Musica a Villa Russiz vuole essere l’avvio di un percorso che intende aprire al Fondazione Villa Russiz a momenti culturali musicali, ma anche letterari e artistici in genere.
“Dopo la positiva esperienza del concerto di beneficenza realizzato dal noto bluesman Mike Sponza con la Jazz Punt Big Band with Chamber String Orchestra “Forma Musica” che ha creato un momento speciale tra blues, jazz e giovani talenti sul Collio goriziano, abbiamo – spiega il presidente della Fondazione, Antonio Paoletti – inteso assieme al consiglio di amministrazione di intraprendere questa nuova strada in cui l’arte possa essere abbinata anche al buon vino e alla cucina di eccellenza. In questo percorso saremo affiancati da Mike Sponza che farà da direttore artistico sul fonte musicale per proporre nei prossimi mesi ulteriori momenti di svago e approfondimento culturale. Ma lo faremo in un modo nuovo, coinvolgendo i musicisti, in questo caso, portandoli anche a raccontare la magia della musica ai nostri ragazzi di Casa Elvine, la nostra casa famiglia, per avvicinarli a questo mondo e contribuendo alla loro formazione e facendoli toccare con mano i percorsi che gli artisti che parteciperanno a Musica a Villa Russiz hanno compiuto nella loro vita. L’incontro tra il bluesman Sponza e l’orchestra giovanile slovena ha raccontano con le note e le parole la bontà della scelta di coinvolgere le ragazze i ragazzi con nuove opportunità”.

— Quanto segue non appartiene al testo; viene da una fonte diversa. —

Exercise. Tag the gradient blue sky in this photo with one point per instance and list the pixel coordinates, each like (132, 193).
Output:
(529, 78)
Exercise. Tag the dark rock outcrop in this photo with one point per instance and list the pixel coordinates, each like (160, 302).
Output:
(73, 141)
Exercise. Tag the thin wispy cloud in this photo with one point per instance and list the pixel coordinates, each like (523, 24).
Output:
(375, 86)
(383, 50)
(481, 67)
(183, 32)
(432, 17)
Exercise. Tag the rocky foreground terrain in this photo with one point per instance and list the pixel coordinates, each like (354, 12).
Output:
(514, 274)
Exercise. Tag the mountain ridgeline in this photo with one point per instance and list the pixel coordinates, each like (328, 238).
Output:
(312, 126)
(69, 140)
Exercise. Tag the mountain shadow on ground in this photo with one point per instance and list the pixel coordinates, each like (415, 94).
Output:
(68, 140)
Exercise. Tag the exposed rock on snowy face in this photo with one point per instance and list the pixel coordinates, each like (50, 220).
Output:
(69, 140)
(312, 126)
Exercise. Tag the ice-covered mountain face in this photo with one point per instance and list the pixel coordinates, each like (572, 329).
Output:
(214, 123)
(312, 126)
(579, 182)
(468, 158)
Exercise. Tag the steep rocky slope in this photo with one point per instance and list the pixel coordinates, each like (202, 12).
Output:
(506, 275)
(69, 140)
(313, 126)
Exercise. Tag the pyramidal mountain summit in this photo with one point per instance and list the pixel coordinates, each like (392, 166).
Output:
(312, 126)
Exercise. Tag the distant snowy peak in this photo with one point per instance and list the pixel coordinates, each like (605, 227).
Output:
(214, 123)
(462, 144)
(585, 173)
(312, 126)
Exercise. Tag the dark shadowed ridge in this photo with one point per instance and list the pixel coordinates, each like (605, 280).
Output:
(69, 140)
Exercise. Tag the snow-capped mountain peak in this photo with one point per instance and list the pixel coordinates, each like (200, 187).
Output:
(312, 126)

La serata con il bluesman Sponza è stata preceduta da un momento istituzionale con l’intervento di Ornella Lippi, componente del consiglio di amministrazione della Fondazione, che nel portare i saluti del presidente Paoletti ha inteso ringraziare tutti gli amici e i sostenitori della Fondazione che con il loro impegno consentono di offrire nuove opportunità all’interno dei percorsi di assistenza e formativi realizzati a Casa Elvine.
“Villa Russiz fa bene a tutti”, ha commentato Mike Sponza, “alle ragazze e ai ragazzi della casa famiglia innanzitutto, ma – ha proseguito – anche a chi ci arriva per la prima volta e poi ritorna sapendone la storia. Scoprire la realtà della Fondazione e poterla unire all’innegabile potere salvifico della musica può aggiungere un piccolo tassello al raggiungimento dell’obiettivo principale di sostenere l’infanzia fragile. Ringrazio tutto il team di Villa Russiz per questa opportunità”.